The rest of the answer wasn’t much better, in that it demonstrated the former president’s almost total ignorance of his own policy platform, such as it is. Trump insists that his tariffs, if passed into law, would raise trillions of dollars with which the federal government could subsidize child care. In reality, according to the Tax Policy Center, the worldwide 10 percent tariff and 60 percent tariff on Chinese goods proposed by the former president would effectively raise the price of most goods, raise taxes on most households, slow economic growth and reduce both corporate and individual tax revenues.
This brings us to the second thing you must keep in mind if you want to understand Trump. He may rant and he may rave, but his rantings and ravings aren’t static; they carry meaning, even if the signal is hard to find in the noise. If the former president communicated anything in that Economic Club speech, it is that he was serious about pursuing tariffs if given a second term in the White House. More than that, Trump was telling his supporters that he’ll build the nation’s economy with a mercantilist plan to take the wealth of the world, especially that of China, and give it to the United States.
On Saturday, after a rally in Wisconsin in which he promised that his mass deportations would be “bloody,” Trump threatened to jail his political opponents, including Democratic donors, political operatives, “illegal voters” and election officials. “The 2024 Election, where Votes have just started being cast, will be under the closest professional scrutiny and, WHEN I WIN, those people that CHEATED will be prosecuted to the fullest extent of the Law, which will include long-term prison sentences,” Trump wrote on his Truth Social platform. “Those involved in unscrupulous behavior,” he continued, “will be sought out, caught, and prosecuted at levels, unfortunately, never seen before in our Country.”
Trump took to Truth Social again on Sunday to warn his followers of a flood of “fraudulent” mail ballots in Pennsylvania. “We will WIN Pennsylvania by a lot, unless the Dems are allowed to CHEAT. THE RNC MUST ACTIVATE, NOW!!!”
Everything Trump said in both posts is a lie. There was no fraud or, as he declared, “skulduggery” in the 2020 election. Trump lost in a free, fair and secure election against an opponent who got the better of him, nothing more and nothing less. Nor is there a mass of fraudulent mail ballots in Pennsylvania, for the simple reason that voters haven’t even begun to return their votes to authorities. These Truth Social missives may not be unintelligible but, as per our first rule of Trump translation, they are nonsense.
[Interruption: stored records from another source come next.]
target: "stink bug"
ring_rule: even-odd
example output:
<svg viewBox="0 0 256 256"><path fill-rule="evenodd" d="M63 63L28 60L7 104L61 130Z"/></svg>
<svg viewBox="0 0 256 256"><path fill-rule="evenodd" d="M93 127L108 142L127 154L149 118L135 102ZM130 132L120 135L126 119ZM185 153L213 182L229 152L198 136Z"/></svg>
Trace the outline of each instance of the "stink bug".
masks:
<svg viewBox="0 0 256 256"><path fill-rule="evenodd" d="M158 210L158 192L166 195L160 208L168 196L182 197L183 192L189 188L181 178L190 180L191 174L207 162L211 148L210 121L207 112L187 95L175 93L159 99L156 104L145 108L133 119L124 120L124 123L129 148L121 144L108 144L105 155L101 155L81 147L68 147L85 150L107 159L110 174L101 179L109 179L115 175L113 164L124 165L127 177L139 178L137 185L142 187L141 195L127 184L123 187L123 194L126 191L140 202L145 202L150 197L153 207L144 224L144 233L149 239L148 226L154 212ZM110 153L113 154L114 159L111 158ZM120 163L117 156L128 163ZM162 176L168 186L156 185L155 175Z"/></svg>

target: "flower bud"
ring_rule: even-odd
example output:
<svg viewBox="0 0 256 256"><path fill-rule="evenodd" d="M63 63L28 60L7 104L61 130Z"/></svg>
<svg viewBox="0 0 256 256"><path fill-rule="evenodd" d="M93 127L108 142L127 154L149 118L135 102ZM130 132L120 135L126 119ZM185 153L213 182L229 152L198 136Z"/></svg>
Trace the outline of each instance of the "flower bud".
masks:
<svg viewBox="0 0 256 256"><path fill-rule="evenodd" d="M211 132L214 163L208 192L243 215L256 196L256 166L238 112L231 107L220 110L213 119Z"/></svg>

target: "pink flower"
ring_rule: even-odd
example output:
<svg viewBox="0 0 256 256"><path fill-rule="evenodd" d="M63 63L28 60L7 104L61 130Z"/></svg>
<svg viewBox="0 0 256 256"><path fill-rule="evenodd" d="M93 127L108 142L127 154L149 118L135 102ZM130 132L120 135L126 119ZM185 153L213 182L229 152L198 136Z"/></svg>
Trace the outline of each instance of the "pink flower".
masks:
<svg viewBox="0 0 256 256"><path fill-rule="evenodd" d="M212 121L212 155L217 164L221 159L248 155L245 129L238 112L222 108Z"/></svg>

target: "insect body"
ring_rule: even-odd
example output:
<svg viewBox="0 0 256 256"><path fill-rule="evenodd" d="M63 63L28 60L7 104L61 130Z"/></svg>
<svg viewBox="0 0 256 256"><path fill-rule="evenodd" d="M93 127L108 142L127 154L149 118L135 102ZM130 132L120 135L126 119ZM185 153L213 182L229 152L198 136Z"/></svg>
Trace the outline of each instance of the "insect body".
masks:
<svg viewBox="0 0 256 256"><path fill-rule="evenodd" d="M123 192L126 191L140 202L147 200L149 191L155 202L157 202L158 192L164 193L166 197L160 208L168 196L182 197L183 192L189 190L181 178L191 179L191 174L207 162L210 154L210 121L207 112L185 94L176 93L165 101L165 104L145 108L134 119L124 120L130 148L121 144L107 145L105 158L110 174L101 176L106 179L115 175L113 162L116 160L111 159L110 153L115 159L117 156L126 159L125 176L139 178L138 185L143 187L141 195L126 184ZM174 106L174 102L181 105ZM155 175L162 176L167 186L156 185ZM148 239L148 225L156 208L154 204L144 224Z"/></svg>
And yet, as per our second rule, these posts are still full of meaning. Trump, in his usual, deranged way, is elaborating on one of the key promises of his campaign: retribution against his political enemies. Elect Trump in November, and he will try to use the power of the federal government to threaten, harass and even arrest his opponents. If his promise to deport more than 20 million people from the United State is his policy for rooting out supposedly “foreign” enemies in the body politic, then this promise to prosecute his opponents is his corresponding plan to handle the nation’s domestic foes, as he sees them. Or, as he said last year in New Hampshire, “We pledge to you that we will root out the communists, Marxists, fascists and the radical left thugs that live like vermin within the confines of our country.”
Notwithstanding the cynicism of much of the public (and much of the press, for that matter), it is generally true that presidential promises translate into presidential actions. And for the past nine years, it has been almost categorically true that the most reliable guide to Trump’s actions has been his own words. He wanted a Muslim ban; he tried a Muslim ban. He wanted to inflict pain on migrants and refugees; he inflicted pain on migrants and refugees. He said he would suspect and reject the results of any election he lost; he suspected and rejected the results of the election he lost.
Donald Trump is deteriorating. He is incoherent. He can barely articulate a view on most issues. But on the question of his political opponents, he’s clear. He will punish them if we give him the power to do so.